Breaking the Sensitivity Barrier, Digital PCR Technology Offers Absolute Quantification
Pierre Laurent-Puig and collaborators use a new dPCR platform to track circulating tumor DNA, finding rare mutations that were previously undetectable.
When Pierre Laurent-Puig evaluates a new technology platform, he doesn’t just think about how it could work in a research lab. A trained gastroenterologist who focuses on genetic alterations in cancer, Laurent-Puig’s focus is all about improving his ability to help patients.
So when Laurent-Puig and his collaborators had a chance to perform studies on the droplet-based digital PCR technology underlying RainDance’s new RainDrop instrument, he targeted the area that had the most potential for making a difference in the lives of cancer patients: improving detection for cell-free circulating DNA in blood, stool, and other samples.
This free circulating tumor DNA is especially important to Laurent-Puig, who wants to use it to track critical biomarkers that could be used for diagnostic or prognostic purposes — and could offer a much better, noninvasive alternative to current techniques for identifying patients whose colon cancer has metastasized.
But with standard approaches, such as using PCR assays with TaqMan probes, Laurent-Puig’s ability to detect tumoral DNA was limited to cells present in at least 0.1 percent to 1 percent of the sample. Cells that were more rare than that could slip by unnoticed — a critical failing for a diagnostic approach to patient care. “I would like to have an absolute quantification of the mutant in plasma or blood samples,” Laurent-Puig says. When it comes to detecting these mutations, “it’s not important to say ‘yes’ or ‘no’ — what is important is to say the quantification, and then to develop a threshold that has relevance for patients with cancer.”
The microdroplet-based digital PCR platform under development at RainDance changed that dramatically. In a recent Lab on a Chip paper from Laurent-Puig and his collaborators, the team used the digital PCR technology and demonstrated the ability to detect a single mutated copy of KRAS in a background of 200,000 wild-type KRAS copies. By processing reactions in millions of picoliter droplets, the technology improves sensitivity by two orders of magnitude, Laurent-Puig says. “You have absolute quantification,” he adds. “You can evaluate the proportion of circulating tumor DNA as compared to non-tumor DNA.”

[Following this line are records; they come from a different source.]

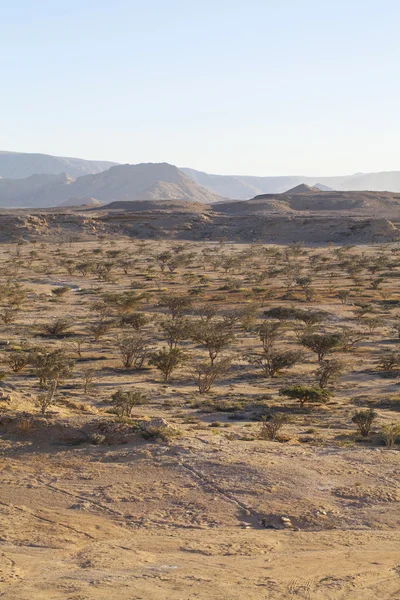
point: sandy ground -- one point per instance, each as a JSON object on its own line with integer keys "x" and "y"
{"x": 133, "y": 519}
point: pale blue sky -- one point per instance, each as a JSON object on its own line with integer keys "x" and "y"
{"x": 263, "y": 87}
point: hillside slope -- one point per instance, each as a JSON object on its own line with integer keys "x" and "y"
{"x": 245, "y": 187}
{"x": 150, "y": 181}
{"x": 19, "y": 165}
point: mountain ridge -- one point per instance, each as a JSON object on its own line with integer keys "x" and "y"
{"x": 146, "y": 181}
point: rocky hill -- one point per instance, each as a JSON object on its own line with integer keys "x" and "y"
{"x": 245, "y": 187}
{"x": 19, "y": 165}
{"x": 150, "y": 181}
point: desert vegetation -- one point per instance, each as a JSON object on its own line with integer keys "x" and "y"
{"x": 262, "y": 377}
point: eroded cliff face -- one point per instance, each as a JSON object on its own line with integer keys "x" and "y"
{"x": 207, "y": 225}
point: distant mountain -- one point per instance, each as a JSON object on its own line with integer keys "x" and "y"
{"x": 19, "y": 165}
{"x": 148, "y": 181}
{"x": 245, "y": 187}
{"x": 303, "y": 189}
{"x": 34, "y": 191}
{"x": 323, "y": 188}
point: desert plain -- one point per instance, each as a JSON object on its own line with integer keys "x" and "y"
{"x": 183, "y": 419}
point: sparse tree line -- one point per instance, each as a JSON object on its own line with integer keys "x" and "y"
{"x": 148, "y": 326}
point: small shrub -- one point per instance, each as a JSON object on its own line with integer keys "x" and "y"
{"x": 364, "y": 420}
{"x": 270, "y": 428}
{"x": 390, "y": 433}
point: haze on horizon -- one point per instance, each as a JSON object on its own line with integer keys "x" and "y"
{"x": 261, "y": 88}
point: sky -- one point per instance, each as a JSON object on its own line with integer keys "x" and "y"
{"x": 262, "y": 87}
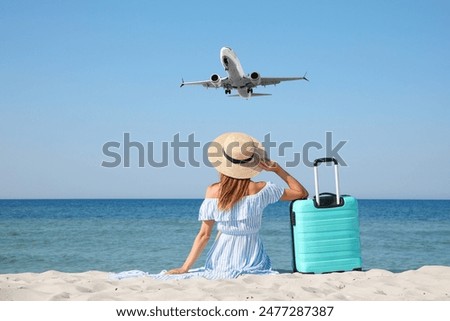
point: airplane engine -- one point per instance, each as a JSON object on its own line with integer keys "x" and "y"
{"x": 215, "y": 79}
{"x": 256, "y": 79}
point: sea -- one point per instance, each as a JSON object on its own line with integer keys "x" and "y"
{"x": 151, "y": 235}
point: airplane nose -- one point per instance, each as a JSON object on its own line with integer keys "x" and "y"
{"x": 225, "y": 50}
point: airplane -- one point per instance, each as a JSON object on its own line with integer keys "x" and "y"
{"x": 237, "y": 79}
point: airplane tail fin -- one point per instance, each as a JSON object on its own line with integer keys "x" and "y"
{"x": 252, "y": 95}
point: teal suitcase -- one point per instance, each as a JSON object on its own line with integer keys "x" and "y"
{"x": 325, "y": 230}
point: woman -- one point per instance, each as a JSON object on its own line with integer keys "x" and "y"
{"x": 236, "y": 204}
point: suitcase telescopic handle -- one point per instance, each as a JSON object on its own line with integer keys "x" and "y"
{"x": 336, "y": 177}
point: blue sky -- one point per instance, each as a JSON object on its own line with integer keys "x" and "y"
{"x": 75, "y": 75}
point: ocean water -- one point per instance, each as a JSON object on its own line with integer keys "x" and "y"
{"x": 152, "y": 235}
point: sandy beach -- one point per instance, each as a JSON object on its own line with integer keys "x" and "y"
{"x": 426, "y": 283}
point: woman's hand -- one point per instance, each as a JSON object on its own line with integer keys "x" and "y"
{"x": 268, "y": 165}
{"x": 177, "y": 271}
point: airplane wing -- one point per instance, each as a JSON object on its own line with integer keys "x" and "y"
{"x": 265, "y": 81}
{"x": 224, "y": 82}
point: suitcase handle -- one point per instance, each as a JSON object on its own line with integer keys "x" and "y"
{"x": 325, "y": 160}
{"x": 336, "y": 177}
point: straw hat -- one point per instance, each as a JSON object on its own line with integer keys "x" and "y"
{"x": 236, "y": 155}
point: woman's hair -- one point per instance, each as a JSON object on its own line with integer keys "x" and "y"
{"x": 231, "y": 191}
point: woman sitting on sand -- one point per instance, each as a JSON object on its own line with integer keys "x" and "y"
{"x": 236, "y": 204}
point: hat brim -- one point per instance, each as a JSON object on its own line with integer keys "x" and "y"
{"x": 223, "y": 165}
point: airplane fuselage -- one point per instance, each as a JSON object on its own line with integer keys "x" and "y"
{"x": 233, "y": 67}
{"x": 237, "y": 79}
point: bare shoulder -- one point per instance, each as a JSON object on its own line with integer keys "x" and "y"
{"x": 212, "y": 191}
{"x": 255, "y": 187}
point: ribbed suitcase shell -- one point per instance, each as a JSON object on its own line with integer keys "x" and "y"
{"x": 325, "y": 239}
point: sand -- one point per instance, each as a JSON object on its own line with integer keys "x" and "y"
{"x": 426, "y": 283}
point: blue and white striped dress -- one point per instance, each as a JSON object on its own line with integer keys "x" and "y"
{"x": 238, "y": 249}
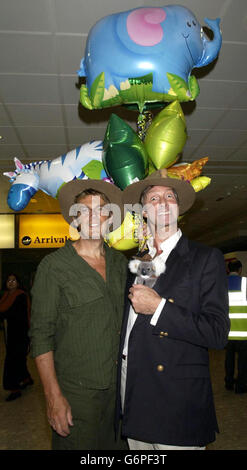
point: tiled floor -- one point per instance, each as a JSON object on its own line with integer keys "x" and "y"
{"x": 24, "y": 426}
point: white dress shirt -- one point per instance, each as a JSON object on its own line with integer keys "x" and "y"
{"x": 167, "y": 246}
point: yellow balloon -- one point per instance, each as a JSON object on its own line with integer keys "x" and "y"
{"x": 123, "y": 238}
{"x": 166, "y": 136}
{"x": 200, "y": 183}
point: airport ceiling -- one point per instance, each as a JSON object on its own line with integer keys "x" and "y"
{"x": 42, "y": 43}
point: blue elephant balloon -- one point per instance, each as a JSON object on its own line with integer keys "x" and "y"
{"x": 146, "y": 55}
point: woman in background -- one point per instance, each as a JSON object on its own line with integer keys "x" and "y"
{"x": 15, "y": 308}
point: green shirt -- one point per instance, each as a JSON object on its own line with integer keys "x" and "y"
{"x": 78, "y": 315}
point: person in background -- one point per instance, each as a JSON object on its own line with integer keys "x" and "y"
{"x": 237, "y": 340}
{"x": 15, "y": 309}
{"x": 77, "y": 307}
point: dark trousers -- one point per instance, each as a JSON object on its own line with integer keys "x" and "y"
{"x": 233, "y": 348}
{"x": 93, "y": 417}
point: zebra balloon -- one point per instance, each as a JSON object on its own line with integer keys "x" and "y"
{"x": 49, "y": 175}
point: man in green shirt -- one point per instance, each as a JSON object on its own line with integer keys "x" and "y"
{"x": 77, "y": 305}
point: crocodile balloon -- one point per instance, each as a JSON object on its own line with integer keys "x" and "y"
{"x": 50, "y": 175}
{"x": 146, "y": 55}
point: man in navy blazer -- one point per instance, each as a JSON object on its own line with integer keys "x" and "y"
{"x": 164, "y": 388}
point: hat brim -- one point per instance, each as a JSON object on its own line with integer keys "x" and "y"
{"x": 70, "y": 190}
{"x": 186, "y": 193}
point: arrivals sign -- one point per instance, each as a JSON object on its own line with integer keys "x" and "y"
{"x": 43, "y": 231}
{"x": 7, "y": 231}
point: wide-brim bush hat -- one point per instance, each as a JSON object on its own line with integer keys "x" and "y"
{"x": 185, "y": 191}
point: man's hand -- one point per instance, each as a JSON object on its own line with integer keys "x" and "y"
{"x": 59, "y": 415}
{"x": 144, "y": 299}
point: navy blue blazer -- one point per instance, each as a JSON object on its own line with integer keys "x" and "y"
{"x": 168, "y": 397}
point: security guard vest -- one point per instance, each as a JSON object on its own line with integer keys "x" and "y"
{"x": 237, "y": 307}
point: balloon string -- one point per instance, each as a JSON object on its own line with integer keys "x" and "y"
{"x": 143, "y": 122}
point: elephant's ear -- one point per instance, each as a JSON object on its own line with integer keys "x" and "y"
{"x": 143, "y": 26}
{"x": 140, "y": 29}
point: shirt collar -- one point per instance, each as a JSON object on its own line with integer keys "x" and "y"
{"x": 166, "y": 246}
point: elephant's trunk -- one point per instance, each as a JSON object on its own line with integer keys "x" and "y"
{"x": 211, "y": 48}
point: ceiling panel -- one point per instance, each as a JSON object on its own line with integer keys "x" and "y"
{"x": 42, "y": 43}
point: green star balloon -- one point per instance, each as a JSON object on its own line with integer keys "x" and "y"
{"x": 124, "y": 156}
{"x": 166, "y": 136}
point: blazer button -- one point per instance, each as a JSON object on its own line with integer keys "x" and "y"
{"x": 163, "y": 333}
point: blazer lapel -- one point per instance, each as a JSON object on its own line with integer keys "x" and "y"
{"x": 177, "y": 268}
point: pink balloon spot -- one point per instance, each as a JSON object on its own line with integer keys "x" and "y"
{"x": 143, "y": 26}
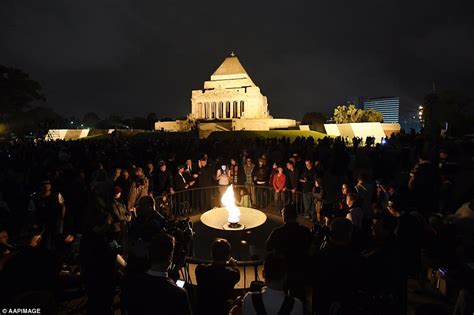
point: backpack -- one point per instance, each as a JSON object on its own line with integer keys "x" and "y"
{"x": 285, "y": 309}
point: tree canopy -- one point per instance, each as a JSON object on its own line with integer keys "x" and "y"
{"x": 315, "y": 121}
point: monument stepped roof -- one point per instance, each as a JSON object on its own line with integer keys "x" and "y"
{"x": 231, "y": 66}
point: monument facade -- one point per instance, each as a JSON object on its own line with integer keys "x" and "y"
{"x": 230, "y": 100}
{"x": 229, "y": 94}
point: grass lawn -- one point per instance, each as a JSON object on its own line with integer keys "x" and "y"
{"x": 292, "y": 134}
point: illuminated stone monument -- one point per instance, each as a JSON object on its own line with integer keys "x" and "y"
{"x": 230, "y": 100}
{"x": 230, "y": 94}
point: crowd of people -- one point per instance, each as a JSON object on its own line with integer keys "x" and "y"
{"x": 374, "y": 216}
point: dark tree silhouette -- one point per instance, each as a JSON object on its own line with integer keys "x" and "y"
{"x": 315, "y": 121}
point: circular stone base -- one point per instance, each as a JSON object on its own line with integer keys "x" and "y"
{"x": 228, "y": 227}
{"x": 249, "y": 218}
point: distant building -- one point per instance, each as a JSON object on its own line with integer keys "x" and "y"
{"x": 230, "y": 100}
{"x": 229, "y": 94}
{"x": 358, "y": 101}
{"x": 388, "y": 106}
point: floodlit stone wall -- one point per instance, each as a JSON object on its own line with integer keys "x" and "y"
{"x": 363, "y": 130}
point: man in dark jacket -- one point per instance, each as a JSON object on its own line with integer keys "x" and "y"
{"x": 120, "y": 215}
{"x": 336, "y": 271}
{"x": 291, "y": 181}
{"x": 153, "y": 291}
{"x": 164, "y": 180}
{"x": 261, "y": 176}
{"x": 292, "y": 241}
{"x": 307, "y": 183}
{"x": 98, "y": 264}
{"x": 215, "y": 282}
{"x": 204, "y": 180}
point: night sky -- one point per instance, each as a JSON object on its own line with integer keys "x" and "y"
{"x": 136, "y": 57}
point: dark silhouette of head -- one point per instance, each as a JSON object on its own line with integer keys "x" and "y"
{"x": 161, "y": 251}
{"x": 221, "y": 250}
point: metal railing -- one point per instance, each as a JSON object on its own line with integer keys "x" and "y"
{"x": 199, "y": 200}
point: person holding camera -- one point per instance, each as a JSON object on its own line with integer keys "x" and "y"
{"x": 273, "y": 298}
{"x": 223, "y": 179}
{"x": 216, "y": 281}
{"x": 153, "y": 290}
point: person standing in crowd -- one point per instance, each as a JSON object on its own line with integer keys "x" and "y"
{"x": 48, "y": 209}
{"x": 279, "y": 185}
{"x": 120, "y": 216}
{"x": 409, "y": 233}
{"x": 260, "y": 178}
{"x": 336, "y": 271}
{"x": 223, "y": 179}
{"x": 385, "y": 280}
{"x": 291, "y": 181}
{"x": 355, "y": 213}
{"x": 307, "y": 182}
{"x": 423, "y": 185}
{"x": 138, "y": 190}
{"x": 272, "y": 299}
{"x": 293, "y": 242}
{"x": 342, "y": 207}
{"x": 204, "y": 180}
{"x": 318, "y": 198}
{"x": 150, "y": 176}
{"x": 216, "y": 281}
{"x": 237, "y": 175}
{"x": 364, "y": 192}
{"x": 154, "y": 289}
{"x": 125, "y": 182}
{"x": 99, "y": 266}
{"x": 30, "y": 274}
{"x": 164, "y": 180}
{"x": 189, "y": 171}
{"x": 116, "y": 174}
{"x": 249, "y": 184}
{"x": 180, "y": 181}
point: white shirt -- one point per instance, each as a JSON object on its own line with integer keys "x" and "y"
{"x": 272, "y": 300}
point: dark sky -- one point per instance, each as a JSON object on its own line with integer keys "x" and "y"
{"x": 136, "y": 57}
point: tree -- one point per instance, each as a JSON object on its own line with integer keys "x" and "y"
{"x": 449, "y": 107}
{"x": 350, "y": 114}
{"x": 315, "y": 121}
{"x": 151, "y": 119}
{"x": 17, "y": 90}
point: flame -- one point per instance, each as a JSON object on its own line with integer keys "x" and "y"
{"x": 228, "y": 201}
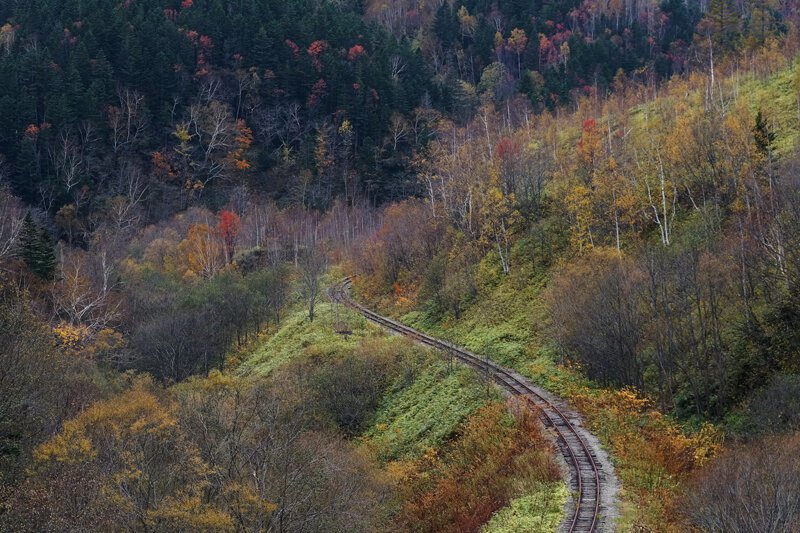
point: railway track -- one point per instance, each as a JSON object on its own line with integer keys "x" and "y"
{"x": 586, "y": 471}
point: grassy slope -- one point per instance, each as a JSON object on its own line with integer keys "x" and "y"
{"x": 506, "y": 321}
{"x": 419, "y": 413}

That means the old sensitivity limit of 1 percent or so no longer stands in the way of Laurent-Puig’s finding the tumoral DNA he’s after. “With this method, the limitation is no longer a technical limitation. It’s now a limitation of what amount of DNA you can test,” he says.
In the same Lab on a Chip paper, Laurent-Puig and his teammates were able to screen for seven different KRAS mutations in parallel. As the sensitivity limit shifts from a technical one to one based on DNA volume, that parallel screening will be essential for finding as much information as possible from as little sample as possible.
Going forward, Laurent-Puig aims to use the RainDance digital PCR technology on samples from a cohort of 200 colon cancer patients, followed by DNA sequencing of the tumors that are detected. “We will try to determine the prognostic impact of the presence of tumor circulating DNA in patients with colon cancer stage 2 and 3,” he says. “We will determine the mutation in the tumors — KRAS, BRAF, P53, and so on — and use that to build a personalized follow-up based on the genetic characterization of the tumor.”